Article rédigé par Thibaud Le Meneec
France Télévisions
Publié
Temps de lecture : 7 min
Raphaël Glucksmann, tête de liste socialiste, lors d'un meeting à Tournefeuille (Haute-Garonne), le 25 mars 2024. (FREDERIC SCHEIBER / HANS LUCAS / AFP)
En hausse dans les sondages, la tête de liste socialiste s'évertue à défendre un positionnement pro-européen, hostile à la Russie. Mais il doit composer avec les attaques de plus en plus frontales de ses adversaires, à gauche et au centre.

Pour la première fois depuis 2014, le Parti socialiste (PS) pourrait dépasser les 10% lors d'une élection nationale. Hors sénatoriales et scrutins locaux, le parti à la rose enchaîne depuis une décennie les déconvenues électorales en son nom propre. Alors, lorsque les sondages en vue des élections européennes du 9 juin ont commencé à frémir pour Raphaël Glucksmann, en janvier, les socialistes ont entraperçu l'éclaircie.

Depuis quelques semaines, celui qui était déjà la tête de liste du PS et de son petit parti, Place publique, en 2019, profite d'une bonne dynamique dans les enquêtes d'opinion. En meeting à Nantes (Loire-Atlantique), samedi 13 avril, l'essayiste bénéficie d'intentions de vote à deux chiffres : 11,5% d'après l'institut Ipsos le 11 mars ; 13% selon Harris Interactive le 20 mars ; ou encore 12% avec Elabe le 8 avril.

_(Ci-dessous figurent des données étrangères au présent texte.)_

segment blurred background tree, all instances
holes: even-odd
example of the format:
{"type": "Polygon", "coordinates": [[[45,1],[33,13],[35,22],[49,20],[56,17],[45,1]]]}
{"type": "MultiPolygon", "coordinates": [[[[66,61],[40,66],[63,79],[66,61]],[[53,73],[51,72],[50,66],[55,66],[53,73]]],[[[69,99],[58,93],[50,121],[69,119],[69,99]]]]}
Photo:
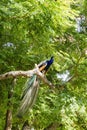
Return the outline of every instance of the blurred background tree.
{"type": "MultiPolygon", "coordinates": [[[[16,113],[26,79],[17,79],[11,98],[13,130],[25,120],[36,130],[87,129],[86,5],[86,0],[0,1],[0,74],[33,69],[52,55],[55,59],[47,78],[56,92],[41,82],[36,104],[22,120],[16,113]]],[[[0,129],[11,89],[12,79],[0,81],[0,129]]]]}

"Ces bons sondages ne nous étonnent pas, c'est la preuve que la cohérence politique que nous portons et les propositions que nous faisons répondent à une attente", se félicite Pierre Jouvet, porte-parole du candidat et membre de la liste. "On est dans un duel, mais on va peut-être passer à un trio avec Raphaël Glucksmann, si ça continue comme ça. Il peut arriver devant Renaissance", estime pour sa part un cadre du Rassemblement national (RN), alors que la campagne de la macroniste Valérie Hayer stagne sous les 20% d'intentions de vote. Elle se situe très loin du RN de Jordan Bardella, plusieurs fois mesuré à plus de 30% dans ces sondages.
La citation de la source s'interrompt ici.